Solutions that want to automate in the context of their customers' browser. For example, ListPerfectly, a solution for cross-listing to eBay, Poshmark, etc, does this in their browser extension.
- dewey 9 months ago
  
  This is just regular browser extension behavior though, a bit different than the use case talked about in this post.

spullara 9 months ago

I love it when something like this reminds me of a project from forever ago...

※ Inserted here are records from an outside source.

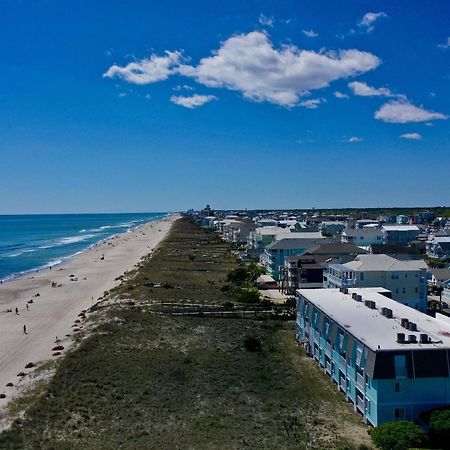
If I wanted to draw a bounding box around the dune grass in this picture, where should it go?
[0,220,370,449]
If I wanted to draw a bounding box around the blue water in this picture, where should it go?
[0,213,167,280]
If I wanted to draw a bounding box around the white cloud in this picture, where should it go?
[358,12,387,33]
[302,30,319,37]
[300,98,325,109]
[375,100,447,123]
[333,91,348,98]
[438,36,450,49]
[172,84,195,91]
[180,31,380,106]
[348,81,404,98]
[103,51,182,84]
[170,94,217,109]
[103,31,381,107]
[344,136,364,142]
[258,14,274,27]
[400,133,422,141]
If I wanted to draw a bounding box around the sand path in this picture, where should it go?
[0,216,177,409]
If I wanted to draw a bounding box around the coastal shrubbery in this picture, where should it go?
[221,263,264,303]
[370,420,427,450]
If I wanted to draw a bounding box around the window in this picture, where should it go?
[394,355,407,378]
[339,333,344,353]
[356,345,363,367]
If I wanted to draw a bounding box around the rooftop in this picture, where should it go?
[345,254,427,272]
[381,225,420,231]
[297,288,450,351]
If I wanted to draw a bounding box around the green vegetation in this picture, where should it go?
[370,420,427,450]
[0,220,370,450]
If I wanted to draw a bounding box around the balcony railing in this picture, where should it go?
[356,372,364,388]
[356,396,365,414]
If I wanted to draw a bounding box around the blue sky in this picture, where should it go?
[0,0,450,213]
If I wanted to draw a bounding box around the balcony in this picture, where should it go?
[356,396,366,414]
[313,330,320,342]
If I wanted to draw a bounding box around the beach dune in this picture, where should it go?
[0,216,177,412]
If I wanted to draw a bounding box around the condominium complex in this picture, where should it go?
[296,288,450,426]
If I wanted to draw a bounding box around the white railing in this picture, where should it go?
[356,396,365,414]
[356,372,365,387]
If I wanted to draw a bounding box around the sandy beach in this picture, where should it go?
[0,216,177,410]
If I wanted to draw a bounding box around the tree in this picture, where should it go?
[370,420,426,450]
[430,409,450,448]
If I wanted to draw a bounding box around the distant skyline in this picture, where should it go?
[0,0,450,214]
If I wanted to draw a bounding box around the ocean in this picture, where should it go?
[0,213,167,280]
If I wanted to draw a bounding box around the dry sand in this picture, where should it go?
[0,216,177,415]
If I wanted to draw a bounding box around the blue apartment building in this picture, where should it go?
[296,288,450,426]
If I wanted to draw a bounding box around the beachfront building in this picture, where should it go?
[427,236,450,259]
[260,236,331,281]
[319,221,345,236]
[296,288,450,426]
[441,280,450,305]
[341,229,383,247]
[381,225,420,244]
[324,255,427,311]
[280,255,323,294]
[395,214,409,225]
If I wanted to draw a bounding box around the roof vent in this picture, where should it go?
[364,300,376,309]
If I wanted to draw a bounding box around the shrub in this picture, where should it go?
[430,409,450,448]
[227,267,248,284]
[370,420,426,450]
[430,409,450,431]
[233,288,260,303]
[244,336,261,352]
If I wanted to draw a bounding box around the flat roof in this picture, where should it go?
[297,288,450,351]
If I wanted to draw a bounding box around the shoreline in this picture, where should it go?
[0,213,174,285]
[0,214,179,420]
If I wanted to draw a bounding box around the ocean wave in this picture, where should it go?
[5,248,37,258]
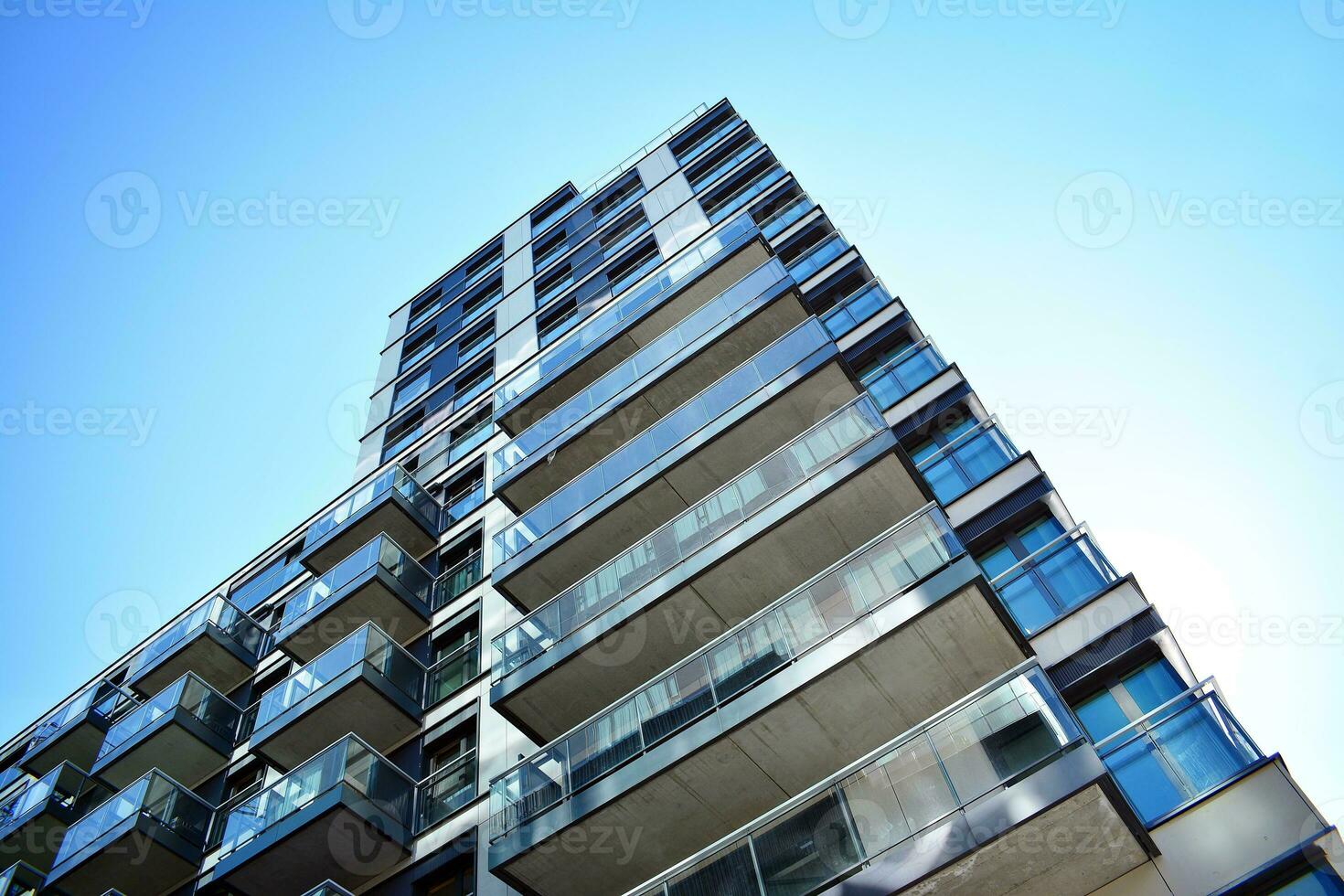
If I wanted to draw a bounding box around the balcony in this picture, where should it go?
[425,638,481,709]
[495,217,769,435]
[19,681,134,776]
[211,736,415,893]
[275,535,434,662]
[491,507,1027,891]
[863,338,947,421]
[300,466,440,575]
[0,862,42,896]
[243,624,425,768]
[415,750,477,831]
[821,280,901,341]
[990,525,1120,636]
[0,763,106,870]
[1097,678,1264,827]
[624,667,1150,896]
[760,194,817,244]
[304,880,354,896]
[126,595,266,698]
[493,260,806,509]
[90,673,240,788]
[912,418,1041,525]
[789,234,859,292]
[491,398,927,743]
[430,548,485,613]
[47,771,211,896]
[491,318,858,609]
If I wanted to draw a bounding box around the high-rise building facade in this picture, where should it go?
[0,101,1344,896]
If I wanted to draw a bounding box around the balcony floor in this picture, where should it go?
[491,437,927,743]
[492,347,859,610]
[496,240,770,435]
[212,788,410,896]
[491,567,1027,896]
[90,707,232,790]
[250,664,421,770]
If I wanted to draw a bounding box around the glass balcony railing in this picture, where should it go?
[1097,678,1264,827]
[240,622,425,739]
[789,234,849,283]
[95,672,242,773]
[495,307,830,563]
[495,260,784,475]
[304,464,438,546]
[491,507,963,839]
[430,548,485,610]
[415,750,475,831]
[495,217,755,412]
[425,638,481,708]
[220,735,415,857]
[443,482,485,529]
[491,398,886,681]
[304,880,355,896]
[683,137,764,192]
[126,595,266,678]
[706,164,784,224]
[0,862,42,896]
[761,194,817,240]
[989,524,1120,636]
[821,280,895,338]
[403,411,495,481]
[27,681,135,753]
[275,535,434,641]
[52,771,211,876]
[863,338,947,411]
[575,102,709,212]
[675,115,741,168]
[0,762,98,838]
[915,418,1019,504]
[626,667,1081,896]
[532,192,649,281]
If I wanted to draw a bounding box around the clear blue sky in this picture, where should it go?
[0,0,1344,816]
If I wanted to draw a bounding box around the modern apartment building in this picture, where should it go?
[0,101,1344,896]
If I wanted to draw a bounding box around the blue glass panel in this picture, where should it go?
[1153,702,1255,795]
[1106,738,1186,822]
[1074,690,1129,743]
[1269,868,1344,896]
[998,575,1059,633]
[1124,659,1186,715]
[1018,516,1064,553]
[1029,543,1107,612]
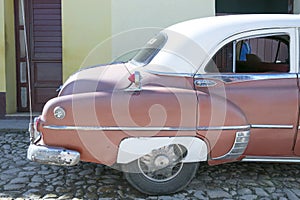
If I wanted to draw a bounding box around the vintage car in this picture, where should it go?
[28,15,300,194]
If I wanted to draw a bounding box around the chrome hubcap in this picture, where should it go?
[138,145,184,182]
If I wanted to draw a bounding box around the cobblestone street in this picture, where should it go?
[0,132,300,200]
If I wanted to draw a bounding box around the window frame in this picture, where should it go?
[196,27,300,75]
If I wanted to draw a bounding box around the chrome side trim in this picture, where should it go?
[197,125,250,131]
[44,125,196,131]
[251,124,294,129]
[44,125,250,131]
[194,73,297,83]
[194,79,217,87]
[241,156,300,163]
[212,131,250,160]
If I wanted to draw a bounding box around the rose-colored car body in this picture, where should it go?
[28,15,300,195]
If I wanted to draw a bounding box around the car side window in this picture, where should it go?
[205,35,290,73]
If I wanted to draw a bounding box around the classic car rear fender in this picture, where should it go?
[117,137,207,164]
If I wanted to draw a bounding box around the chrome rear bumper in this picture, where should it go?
[27,144,80,166]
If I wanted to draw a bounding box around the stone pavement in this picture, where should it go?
[0,131,300,200]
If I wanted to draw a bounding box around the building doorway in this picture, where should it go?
[14,0,62,112]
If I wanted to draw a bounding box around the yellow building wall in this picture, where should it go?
[0,0,6,92]
[112,0,215,59]
[0,0,17,114]
[62,0,215,81]
[62,0,111,81]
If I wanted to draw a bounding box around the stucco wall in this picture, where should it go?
[62,0,111,81]
[62,0,215,81]
[0,0,17,113]
[112,0,215,59]
[0,0,6,92]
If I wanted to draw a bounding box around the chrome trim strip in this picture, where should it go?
[194,73,297,83]
[44,125,196,131]
[251,124,294,129]
[197,125,250,131]
[145,70,194,77]
[43,125,250,131]
[241,156,300,163]
[212,130,250,160]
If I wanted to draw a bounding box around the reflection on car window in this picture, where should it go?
[205,35,290,73]
[132,33,167,66]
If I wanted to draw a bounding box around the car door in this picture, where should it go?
[194,28,299,157]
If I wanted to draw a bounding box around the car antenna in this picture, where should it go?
[20,0,33,131]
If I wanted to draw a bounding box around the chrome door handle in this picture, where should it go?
[194,79,217,87]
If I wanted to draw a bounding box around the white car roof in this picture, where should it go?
[166,14,300,53]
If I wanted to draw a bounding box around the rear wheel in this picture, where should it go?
[125,145,199,195]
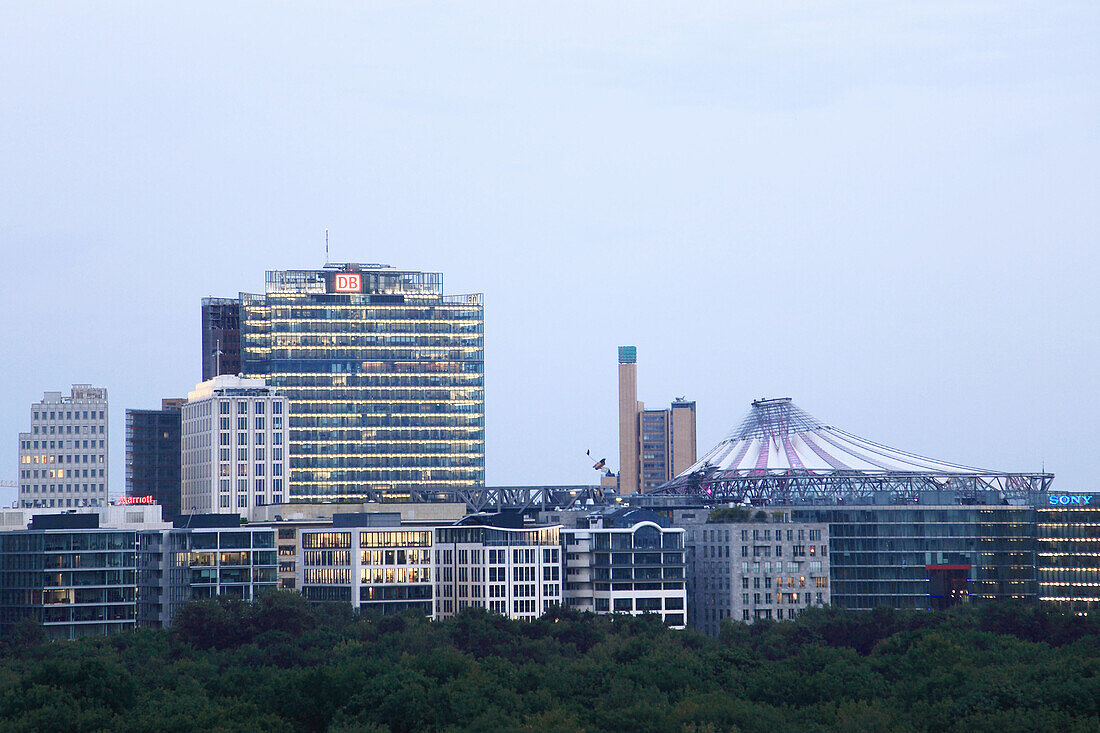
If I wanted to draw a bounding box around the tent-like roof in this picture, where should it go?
[652,397,1054,503]
[684,397,990,475]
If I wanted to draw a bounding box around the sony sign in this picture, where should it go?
[1046,494,1092,506]
[332,272,363,293]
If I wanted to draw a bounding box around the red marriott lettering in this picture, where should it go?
[116,496,154,505]
[332,272,363,293]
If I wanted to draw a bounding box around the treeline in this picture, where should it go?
[0,593,1100,733]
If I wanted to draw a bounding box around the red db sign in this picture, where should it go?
[333,272,363,293]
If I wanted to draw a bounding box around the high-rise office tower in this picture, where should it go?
[19,384,108,507]
[241,264,485,501]
[618,347,695,494]
[127,398,187,522]
[619,347,641,494]
[180,374,288,514]
[202,298,241,382]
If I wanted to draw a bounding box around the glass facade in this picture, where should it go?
[127,405,180,521]
[1036,494,1100,614]
[0,529,136,638]
[241,265,485,501]
[790,505,1037,610]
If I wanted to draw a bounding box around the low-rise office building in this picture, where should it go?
[785,491,1038,611]
[297,513,433,616]
[1035,493,1100,614]
[19,384,109,508]
[0,507,169,639]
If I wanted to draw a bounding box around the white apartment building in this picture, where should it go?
[19,384,109,508]
[433,516,562,621]
[180,375,288,514]
[543,508,688,628]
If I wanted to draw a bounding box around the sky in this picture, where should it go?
[0,1,1100,504]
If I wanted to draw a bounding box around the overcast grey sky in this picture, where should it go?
[0,0,1100,503]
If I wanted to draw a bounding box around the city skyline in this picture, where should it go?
[0,3,1100,505]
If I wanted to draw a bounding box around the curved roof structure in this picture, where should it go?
[653,397,1054,502]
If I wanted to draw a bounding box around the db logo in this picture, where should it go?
[334,272,363,293]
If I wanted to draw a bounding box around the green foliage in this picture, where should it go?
[0,593,1100,733]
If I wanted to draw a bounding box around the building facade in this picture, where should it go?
[19,384,110,507]
[298,512,433,617]
[180,375,288,514]
[127,400,186,521]
[1035,493,1100,614]
[547,508,688,628]
[433,517,563,621]
[136,514,277,628]
[202,298,241,382]
[618,347,696,494]
[673,508,832,635]
[0,507,163,639]
[241,259,485,501]
[789,499,1037,611]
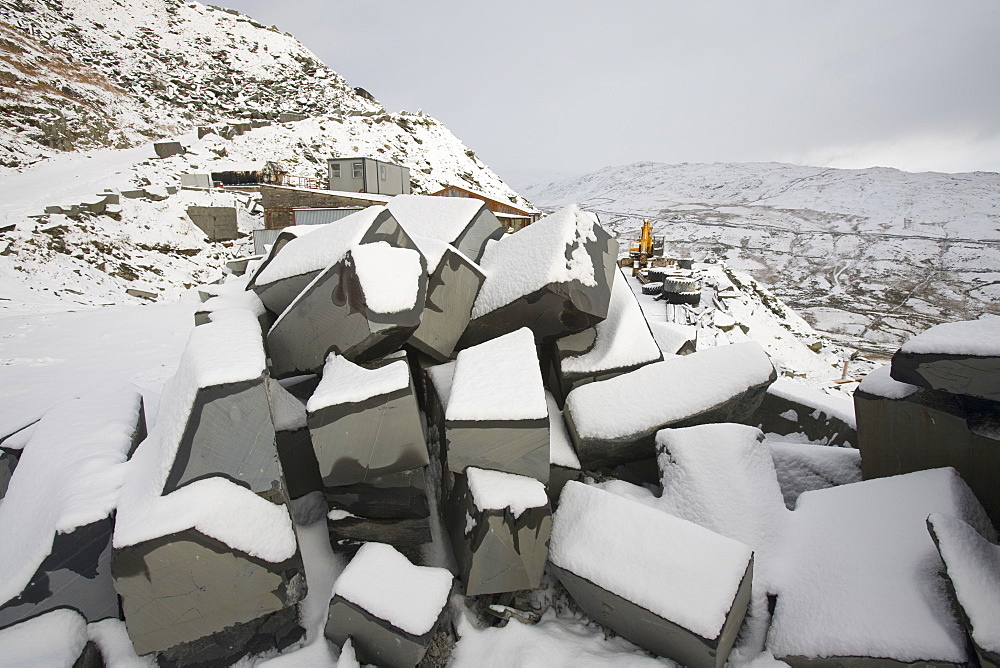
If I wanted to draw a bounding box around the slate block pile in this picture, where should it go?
[0,196,1000,667]
[854,317,1000,526]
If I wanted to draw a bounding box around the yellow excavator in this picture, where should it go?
[629,218,653,264]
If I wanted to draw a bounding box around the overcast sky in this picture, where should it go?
[223,0,1000,186]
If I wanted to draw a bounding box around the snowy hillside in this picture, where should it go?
[526,162,1000,349]
[0,0,381,166]
[0,0,530,312]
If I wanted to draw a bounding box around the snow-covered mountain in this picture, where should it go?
[526,162,1000,350]
[0,0,530,310]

https://github.com/spullara/browsercrawler

nsonha 9 months ago

sorry the format of this site is just too annoying for me to bother to read it. If this is about the shocking revelation that you can paste some code into the browser console, aka manually extracting information, then manually put that into whatever workflow that you need that information for, then I don't think that is called web scrapping, it's just browsing the web with code.

micahdeath 9 months ago

Excel/Word Macro using a WebBrowser object in a Form (old IE did this nicely; Haven't done that since Edge came out.)

deisteve 9 months ago

is there anything that runs on WASM for scraping? the issue is that you need to enable flags and turn off other security features to scrape on your web browser and this is why its not popular but with WASM that might change

8chanAnon 9 months ago

WASM runs in a sandbox. It can only talk to the outside world via Javascript so you can forget the idea that it might be a way to crack through browser security.
Maybe somebody will make a web browser with all of the security locks disabled. Sort of like the Russian commander in "Hunting for Red October" who disabled his missiles' security features in order to more effectively target the American sub but then got blown up by his own missile.

ttshaw1 9 months ago

How is this different from scraping in, say, Selenium in non-headless mode?

twelve40 9 months ago

I think Selenium's killer use case is (aside from legacy/inertia) cross-browser and cross-language. In exchange, it comes with a ton of its own baggage, since it's an additional layer in between you and your task, with its own Selenium-specific bugs, behavior limitations and edge cases.
If you don't need cross-browser and Chrome is all you need, then something like a simple Chrome extension and/or Chrome DevTools Protocol cuts out a lot of middle-man baggage and at least you will be wrangling the browser behavior directly, without any extra idiosyncrasies of middle layers.
- ttshaw1 9 months ago
  
  Sorry, I dropped the context when I decided to make this a top-level comment. Does scraping in a browser circumvent scraping protections that Selenium non-headless would get caught by?
  
  8chanAnon 9 months ago
  
  My next article will be on the topic of bypassing the Cloudflare bot protection. You can then compare with how Selenium handles this problem (if at all).

welder 9 months ago

Neo already did that in the Matrix:

https://www.youtube.com/watch?v=sjoad6gcRzs

squigz 9 months ago

This horrendous color scheme makes it impossible for me to read this.